The above is a simple test case, and may not seem impressive. But when you’re dealing with 777 LGAs, like we were in Nigeria, the feature can be a life-saver. The nice bonus is that admin boundary data is stored in a format that corresponds very closely to the cascades sheet.

The limitations / the future of cascading-selects

Those intimately familiar with xlsforms will wonder: so we specified the “label"s for each of the options above, but where are the "name"s for each of the options? xlsforms derives the names directly from the label, but knocking out capital letters, and replacing all non-alphanumeric with an underscore. This makes the form-authoring convenient, but introduces a major limitation (and perhaps the main reason we haven’t been all-drums-blaring about cascading-selects). This automatic name derivation, which departs from the xlsform norm, means that not only are we missing the ability to create custom slugs (such as digit codes for districts), but the multiple language support in the rest of xlsform falls through :( [ref] We do have ideas about how to take cascading selects to a form which supports name/label pairings and multiple languages, so if there is a team out there with developer resources available and wanting to expand this feature, please get in touch with us at support@formhub.org. As always, you can check out (in this case, a possibly hairy) implementation at http://github.com/modilabs/pyxform [/ref].

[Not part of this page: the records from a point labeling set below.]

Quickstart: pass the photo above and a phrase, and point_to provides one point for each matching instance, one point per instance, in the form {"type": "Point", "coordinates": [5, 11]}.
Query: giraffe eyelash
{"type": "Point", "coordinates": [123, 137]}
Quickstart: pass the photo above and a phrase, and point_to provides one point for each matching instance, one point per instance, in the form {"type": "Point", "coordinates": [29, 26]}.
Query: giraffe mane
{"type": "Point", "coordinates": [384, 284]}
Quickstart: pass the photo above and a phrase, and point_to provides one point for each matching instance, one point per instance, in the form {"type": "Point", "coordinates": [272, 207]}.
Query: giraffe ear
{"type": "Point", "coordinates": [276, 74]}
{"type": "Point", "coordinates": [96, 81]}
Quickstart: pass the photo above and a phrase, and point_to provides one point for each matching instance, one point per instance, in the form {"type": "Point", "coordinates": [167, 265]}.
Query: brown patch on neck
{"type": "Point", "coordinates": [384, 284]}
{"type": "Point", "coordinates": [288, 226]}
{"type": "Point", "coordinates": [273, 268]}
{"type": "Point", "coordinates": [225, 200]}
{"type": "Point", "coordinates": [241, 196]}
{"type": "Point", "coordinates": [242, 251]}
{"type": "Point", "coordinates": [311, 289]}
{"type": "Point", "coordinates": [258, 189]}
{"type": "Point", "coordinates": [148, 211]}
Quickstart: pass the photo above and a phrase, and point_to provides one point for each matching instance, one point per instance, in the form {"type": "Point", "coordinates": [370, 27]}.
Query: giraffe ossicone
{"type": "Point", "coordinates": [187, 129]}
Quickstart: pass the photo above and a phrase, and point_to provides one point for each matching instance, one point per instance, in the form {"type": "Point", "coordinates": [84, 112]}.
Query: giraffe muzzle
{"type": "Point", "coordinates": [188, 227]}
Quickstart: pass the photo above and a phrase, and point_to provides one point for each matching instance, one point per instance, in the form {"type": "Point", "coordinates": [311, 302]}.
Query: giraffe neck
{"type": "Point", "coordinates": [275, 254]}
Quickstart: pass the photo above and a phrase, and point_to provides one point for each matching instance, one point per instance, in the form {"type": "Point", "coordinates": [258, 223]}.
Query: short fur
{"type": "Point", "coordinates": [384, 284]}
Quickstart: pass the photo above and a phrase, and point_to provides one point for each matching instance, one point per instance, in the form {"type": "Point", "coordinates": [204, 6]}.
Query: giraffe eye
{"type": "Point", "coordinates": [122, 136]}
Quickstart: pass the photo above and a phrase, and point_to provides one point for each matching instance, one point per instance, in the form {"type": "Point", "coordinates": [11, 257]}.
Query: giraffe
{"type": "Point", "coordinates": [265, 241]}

The second limitation is that we use javarosa without itemselects, which means that the xform that ODK collect evaluates contains many many questions with a long menu of options, and a really complex calculation. ODK actually crashed for us at the level of complexity of 777 LGAs in 36 states (although half that number was okay). A better approach might be to use new javarosa itemselects; we haven’t explored this path yet, but likely will soon, as ODK Collect 1.2 will soon come out with item-select support..

The third limitation is a bug that is easy to get around, but might catch you by surprise. Because the code generates a name based on the label, if you have two states with the same label (but in two different zones), cascading selects won’t work properly. It will handle LGAs (i.e., leaf-level options) with the same label in two states, but two states with the same name will cause problems. The solution, if you encounter this, is to change the spelling of one state (adding spaces at the end should suffice, but please do check that it does).